AWS by the way, if that matters. We have an old production table that has been running in the background for a couple of years, always with auto-optimize and auto-compaction turned off. Since then, it has written many small files (like 10,000 an hour that are ~100kb each).
Also the _delta_log folder has grown to ~170TB, mostly of files with the name ***.checkpoint.***.parquet
, that it has been creating every time we write to the table (hourly batch job, checkpoints are ~50GB an hour). So basically I want to get rid of that 170TB, and ideally also clean up/optimize the many small files. (also we don't really care about time travel for this table)
I've tried setting delta.logRetentionDuration
to 30 days and running VACUUM
, which cleaned up a little, but there are still a bunch of checkpoints in the _delta_log folder that are up to 6 months old. But I'd still like to get rid of (almost) all of them.

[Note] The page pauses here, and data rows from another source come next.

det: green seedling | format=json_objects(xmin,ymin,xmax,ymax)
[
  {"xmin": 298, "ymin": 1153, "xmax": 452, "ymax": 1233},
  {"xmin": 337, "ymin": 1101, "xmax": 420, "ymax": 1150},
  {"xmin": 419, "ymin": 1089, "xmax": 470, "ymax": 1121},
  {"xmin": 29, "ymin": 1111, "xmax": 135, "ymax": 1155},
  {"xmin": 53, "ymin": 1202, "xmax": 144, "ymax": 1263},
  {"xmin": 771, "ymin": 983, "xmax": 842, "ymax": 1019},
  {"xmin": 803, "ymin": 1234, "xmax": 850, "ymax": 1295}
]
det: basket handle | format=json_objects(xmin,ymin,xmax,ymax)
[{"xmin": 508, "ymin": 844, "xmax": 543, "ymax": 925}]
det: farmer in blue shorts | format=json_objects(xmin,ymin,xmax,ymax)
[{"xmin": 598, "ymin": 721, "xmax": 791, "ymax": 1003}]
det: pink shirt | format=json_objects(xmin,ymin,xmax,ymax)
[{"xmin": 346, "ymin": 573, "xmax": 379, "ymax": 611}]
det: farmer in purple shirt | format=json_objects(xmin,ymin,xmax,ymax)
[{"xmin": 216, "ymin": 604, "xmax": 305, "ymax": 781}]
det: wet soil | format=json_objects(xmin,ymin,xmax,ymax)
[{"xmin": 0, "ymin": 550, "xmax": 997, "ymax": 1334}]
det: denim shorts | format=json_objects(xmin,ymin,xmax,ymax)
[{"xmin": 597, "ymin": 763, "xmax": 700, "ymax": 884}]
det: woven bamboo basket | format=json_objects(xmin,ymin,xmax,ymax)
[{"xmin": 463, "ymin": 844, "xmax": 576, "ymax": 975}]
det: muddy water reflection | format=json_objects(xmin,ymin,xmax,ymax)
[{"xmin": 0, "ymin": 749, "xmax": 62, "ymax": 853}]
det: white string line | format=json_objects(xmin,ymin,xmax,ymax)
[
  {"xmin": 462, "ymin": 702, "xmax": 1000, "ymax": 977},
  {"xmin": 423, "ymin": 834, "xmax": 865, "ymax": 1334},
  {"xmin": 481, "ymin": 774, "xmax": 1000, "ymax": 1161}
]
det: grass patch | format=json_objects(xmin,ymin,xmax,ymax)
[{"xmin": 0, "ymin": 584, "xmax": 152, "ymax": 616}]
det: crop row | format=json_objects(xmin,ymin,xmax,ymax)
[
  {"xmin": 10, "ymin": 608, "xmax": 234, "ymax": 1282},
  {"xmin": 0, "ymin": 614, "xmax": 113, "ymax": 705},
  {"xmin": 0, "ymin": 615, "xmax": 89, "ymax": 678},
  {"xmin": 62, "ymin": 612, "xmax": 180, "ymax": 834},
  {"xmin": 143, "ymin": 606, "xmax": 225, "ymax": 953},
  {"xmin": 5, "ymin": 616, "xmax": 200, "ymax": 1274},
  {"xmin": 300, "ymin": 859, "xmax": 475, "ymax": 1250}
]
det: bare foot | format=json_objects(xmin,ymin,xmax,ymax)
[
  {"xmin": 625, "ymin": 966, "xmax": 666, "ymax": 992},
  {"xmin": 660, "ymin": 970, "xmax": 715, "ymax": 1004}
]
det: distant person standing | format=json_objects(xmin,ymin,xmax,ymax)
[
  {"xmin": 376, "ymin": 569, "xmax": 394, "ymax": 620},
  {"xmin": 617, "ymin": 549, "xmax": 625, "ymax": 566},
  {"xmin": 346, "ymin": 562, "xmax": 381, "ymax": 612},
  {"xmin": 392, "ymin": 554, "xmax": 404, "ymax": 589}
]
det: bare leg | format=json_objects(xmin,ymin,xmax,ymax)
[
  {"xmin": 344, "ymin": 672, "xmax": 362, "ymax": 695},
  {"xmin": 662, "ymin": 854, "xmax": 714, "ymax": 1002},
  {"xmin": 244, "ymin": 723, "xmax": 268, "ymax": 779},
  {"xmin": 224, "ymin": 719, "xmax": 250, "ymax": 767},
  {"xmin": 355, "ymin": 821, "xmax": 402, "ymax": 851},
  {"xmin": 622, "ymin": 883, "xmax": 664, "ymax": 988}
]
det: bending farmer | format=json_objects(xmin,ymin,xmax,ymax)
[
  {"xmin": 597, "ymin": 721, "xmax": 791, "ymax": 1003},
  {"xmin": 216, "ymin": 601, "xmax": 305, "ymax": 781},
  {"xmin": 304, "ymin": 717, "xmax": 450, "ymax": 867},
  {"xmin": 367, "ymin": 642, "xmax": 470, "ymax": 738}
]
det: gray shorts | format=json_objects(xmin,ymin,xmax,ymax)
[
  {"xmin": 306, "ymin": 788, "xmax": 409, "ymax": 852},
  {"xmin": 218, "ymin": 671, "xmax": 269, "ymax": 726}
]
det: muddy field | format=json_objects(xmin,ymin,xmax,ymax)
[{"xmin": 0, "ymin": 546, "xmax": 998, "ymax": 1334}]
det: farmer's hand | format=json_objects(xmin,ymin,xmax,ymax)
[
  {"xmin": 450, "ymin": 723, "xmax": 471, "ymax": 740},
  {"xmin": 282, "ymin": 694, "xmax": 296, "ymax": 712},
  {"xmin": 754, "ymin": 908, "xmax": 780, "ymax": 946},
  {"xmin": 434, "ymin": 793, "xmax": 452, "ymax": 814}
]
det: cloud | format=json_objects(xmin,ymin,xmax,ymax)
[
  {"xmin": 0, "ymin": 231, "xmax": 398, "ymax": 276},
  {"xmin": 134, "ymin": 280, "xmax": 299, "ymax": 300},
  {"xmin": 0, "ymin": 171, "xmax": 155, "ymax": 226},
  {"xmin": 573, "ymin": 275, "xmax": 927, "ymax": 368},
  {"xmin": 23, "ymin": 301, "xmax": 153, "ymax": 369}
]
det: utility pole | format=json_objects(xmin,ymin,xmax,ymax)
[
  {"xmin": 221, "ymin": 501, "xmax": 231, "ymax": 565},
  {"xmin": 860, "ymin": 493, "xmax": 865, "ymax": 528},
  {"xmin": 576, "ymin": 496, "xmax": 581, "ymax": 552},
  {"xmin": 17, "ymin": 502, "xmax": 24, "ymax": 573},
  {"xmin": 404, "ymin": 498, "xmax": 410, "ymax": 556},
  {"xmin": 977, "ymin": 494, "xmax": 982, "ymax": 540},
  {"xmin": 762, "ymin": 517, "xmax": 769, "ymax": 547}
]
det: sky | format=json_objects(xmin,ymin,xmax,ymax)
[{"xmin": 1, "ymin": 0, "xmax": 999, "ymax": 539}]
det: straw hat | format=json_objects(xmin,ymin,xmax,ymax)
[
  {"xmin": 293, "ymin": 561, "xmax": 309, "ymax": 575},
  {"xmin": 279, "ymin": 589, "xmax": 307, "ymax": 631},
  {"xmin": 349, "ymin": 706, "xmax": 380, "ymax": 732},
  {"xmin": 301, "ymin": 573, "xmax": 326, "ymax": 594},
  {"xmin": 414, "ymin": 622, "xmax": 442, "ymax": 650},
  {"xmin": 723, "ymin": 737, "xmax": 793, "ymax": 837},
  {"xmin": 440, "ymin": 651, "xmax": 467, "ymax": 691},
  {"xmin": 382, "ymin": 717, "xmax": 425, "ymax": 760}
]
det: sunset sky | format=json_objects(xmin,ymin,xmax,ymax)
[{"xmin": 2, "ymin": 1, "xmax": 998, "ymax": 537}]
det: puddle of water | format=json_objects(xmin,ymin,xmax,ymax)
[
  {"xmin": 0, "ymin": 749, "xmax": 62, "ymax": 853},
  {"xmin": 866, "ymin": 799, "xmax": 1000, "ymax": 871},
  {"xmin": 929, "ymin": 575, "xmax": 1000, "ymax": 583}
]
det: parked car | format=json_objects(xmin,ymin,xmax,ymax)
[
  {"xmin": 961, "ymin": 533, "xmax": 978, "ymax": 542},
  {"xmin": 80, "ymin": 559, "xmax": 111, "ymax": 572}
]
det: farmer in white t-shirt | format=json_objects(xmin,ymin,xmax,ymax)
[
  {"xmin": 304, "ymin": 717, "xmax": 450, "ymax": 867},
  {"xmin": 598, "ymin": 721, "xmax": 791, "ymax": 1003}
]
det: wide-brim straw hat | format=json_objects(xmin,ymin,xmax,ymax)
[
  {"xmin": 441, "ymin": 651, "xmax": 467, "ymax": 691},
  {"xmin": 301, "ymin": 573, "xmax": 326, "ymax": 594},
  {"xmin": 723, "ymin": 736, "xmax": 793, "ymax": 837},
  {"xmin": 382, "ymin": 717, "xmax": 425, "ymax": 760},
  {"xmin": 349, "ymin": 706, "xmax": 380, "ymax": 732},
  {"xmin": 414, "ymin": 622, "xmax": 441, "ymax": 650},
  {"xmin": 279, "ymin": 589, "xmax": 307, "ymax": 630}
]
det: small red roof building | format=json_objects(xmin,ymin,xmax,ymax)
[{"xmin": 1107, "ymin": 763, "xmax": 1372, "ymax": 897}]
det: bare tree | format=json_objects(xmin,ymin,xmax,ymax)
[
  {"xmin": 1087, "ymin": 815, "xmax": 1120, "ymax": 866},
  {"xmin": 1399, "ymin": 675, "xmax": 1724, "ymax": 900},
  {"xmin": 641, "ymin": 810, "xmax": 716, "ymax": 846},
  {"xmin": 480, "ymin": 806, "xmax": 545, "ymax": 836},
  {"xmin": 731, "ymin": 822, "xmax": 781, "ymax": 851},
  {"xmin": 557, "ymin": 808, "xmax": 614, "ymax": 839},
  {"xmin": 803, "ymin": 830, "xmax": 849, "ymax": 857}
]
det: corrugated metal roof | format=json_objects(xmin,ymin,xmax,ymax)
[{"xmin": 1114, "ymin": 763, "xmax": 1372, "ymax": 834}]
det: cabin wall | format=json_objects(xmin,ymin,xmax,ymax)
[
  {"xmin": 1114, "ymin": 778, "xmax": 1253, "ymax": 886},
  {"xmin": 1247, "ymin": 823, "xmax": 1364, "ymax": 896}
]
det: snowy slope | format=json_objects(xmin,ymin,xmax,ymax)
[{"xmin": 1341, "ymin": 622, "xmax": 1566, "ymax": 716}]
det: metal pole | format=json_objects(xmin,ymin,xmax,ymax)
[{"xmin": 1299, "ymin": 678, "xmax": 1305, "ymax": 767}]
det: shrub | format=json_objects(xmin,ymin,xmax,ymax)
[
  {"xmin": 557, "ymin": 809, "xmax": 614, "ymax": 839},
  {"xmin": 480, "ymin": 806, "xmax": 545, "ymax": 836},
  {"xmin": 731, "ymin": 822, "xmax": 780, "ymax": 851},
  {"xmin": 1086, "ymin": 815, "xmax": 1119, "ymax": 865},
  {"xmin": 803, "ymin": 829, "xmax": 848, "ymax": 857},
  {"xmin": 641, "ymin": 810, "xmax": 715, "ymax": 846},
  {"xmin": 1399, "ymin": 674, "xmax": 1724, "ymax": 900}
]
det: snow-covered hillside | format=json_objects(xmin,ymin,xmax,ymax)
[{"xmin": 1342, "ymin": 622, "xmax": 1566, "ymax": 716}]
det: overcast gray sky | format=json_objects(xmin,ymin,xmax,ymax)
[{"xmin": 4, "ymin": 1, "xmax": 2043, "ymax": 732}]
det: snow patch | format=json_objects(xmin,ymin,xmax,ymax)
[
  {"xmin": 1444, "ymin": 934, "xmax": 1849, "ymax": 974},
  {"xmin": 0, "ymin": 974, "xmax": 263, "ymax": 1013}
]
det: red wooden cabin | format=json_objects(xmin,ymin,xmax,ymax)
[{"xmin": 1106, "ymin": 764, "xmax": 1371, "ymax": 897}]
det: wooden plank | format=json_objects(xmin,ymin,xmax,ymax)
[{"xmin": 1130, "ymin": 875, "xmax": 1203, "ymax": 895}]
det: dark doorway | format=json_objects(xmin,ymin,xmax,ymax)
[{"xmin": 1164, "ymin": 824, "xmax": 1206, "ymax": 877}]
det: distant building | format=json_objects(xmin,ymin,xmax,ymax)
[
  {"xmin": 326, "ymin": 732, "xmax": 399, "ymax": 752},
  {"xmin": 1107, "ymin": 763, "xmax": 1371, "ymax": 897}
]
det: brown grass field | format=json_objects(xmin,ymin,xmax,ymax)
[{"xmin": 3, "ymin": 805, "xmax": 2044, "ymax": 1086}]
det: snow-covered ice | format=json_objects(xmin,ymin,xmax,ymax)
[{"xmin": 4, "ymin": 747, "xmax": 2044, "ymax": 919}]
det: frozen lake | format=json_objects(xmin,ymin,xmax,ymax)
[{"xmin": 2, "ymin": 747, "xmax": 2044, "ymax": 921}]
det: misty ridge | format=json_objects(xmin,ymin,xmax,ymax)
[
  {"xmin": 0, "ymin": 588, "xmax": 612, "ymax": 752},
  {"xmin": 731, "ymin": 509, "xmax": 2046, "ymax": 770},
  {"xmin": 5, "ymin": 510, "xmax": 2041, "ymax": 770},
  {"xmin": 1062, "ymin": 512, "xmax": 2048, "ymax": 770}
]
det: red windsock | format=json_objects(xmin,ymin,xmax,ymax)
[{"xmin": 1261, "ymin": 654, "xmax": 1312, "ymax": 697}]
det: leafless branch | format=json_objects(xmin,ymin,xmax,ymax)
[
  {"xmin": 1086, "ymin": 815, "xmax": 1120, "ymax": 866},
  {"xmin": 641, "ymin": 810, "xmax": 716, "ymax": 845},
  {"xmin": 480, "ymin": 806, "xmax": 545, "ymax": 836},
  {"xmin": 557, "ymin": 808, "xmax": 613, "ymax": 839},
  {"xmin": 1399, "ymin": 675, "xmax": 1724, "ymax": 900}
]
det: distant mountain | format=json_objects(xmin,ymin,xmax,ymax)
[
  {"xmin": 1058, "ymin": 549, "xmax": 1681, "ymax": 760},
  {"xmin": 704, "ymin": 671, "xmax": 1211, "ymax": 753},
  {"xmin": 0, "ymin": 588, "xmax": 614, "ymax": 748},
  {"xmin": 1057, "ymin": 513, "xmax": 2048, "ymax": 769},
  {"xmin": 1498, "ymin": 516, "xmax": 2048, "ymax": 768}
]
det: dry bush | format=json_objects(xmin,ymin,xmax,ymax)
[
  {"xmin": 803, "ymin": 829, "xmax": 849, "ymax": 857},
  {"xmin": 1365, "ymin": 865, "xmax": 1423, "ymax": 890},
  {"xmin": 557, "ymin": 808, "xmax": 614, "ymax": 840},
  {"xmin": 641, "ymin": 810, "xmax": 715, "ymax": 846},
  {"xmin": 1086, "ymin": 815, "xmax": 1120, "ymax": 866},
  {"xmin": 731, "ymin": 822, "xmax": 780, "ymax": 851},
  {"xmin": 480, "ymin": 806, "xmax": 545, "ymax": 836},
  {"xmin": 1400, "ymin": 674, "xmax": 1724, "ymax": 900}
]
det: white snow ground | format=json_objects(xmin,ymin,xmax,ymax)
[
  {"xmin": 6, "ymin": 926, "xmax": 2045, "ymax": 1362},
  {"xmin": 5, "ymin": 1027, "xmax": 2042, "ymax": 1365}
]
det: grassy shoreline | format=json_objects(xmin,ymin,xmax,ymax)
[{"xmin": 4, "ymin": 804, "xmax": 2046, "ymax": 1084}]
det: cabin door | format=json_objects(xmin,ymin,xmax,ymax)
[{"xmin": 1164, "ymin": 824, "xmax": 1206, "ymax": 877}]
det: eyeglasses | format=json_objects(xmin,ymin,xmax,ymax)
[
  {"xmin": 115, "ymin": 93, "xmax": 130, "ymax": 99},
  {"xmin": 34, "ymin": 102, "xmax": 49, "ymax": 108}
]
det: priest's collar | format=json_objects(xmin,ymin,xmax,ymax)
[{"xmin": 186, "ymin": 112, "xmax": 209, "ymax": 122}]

I've tried running OPTIMIZE x where utc_date = '2020-01-01
(data is partitioned on utc_date) on a single day of data, but it took half an hour, which extrapolating to running it on the entire table would take weeks...
I've also tried copying a single day of data to a new table which was much faster (1-2 min per day), which lead me to think a good option may be to just copy all the data to a new table.
So to summarize, what do you think is the best/most efficient way to to fix this table, and to deal with such a blown up delta log?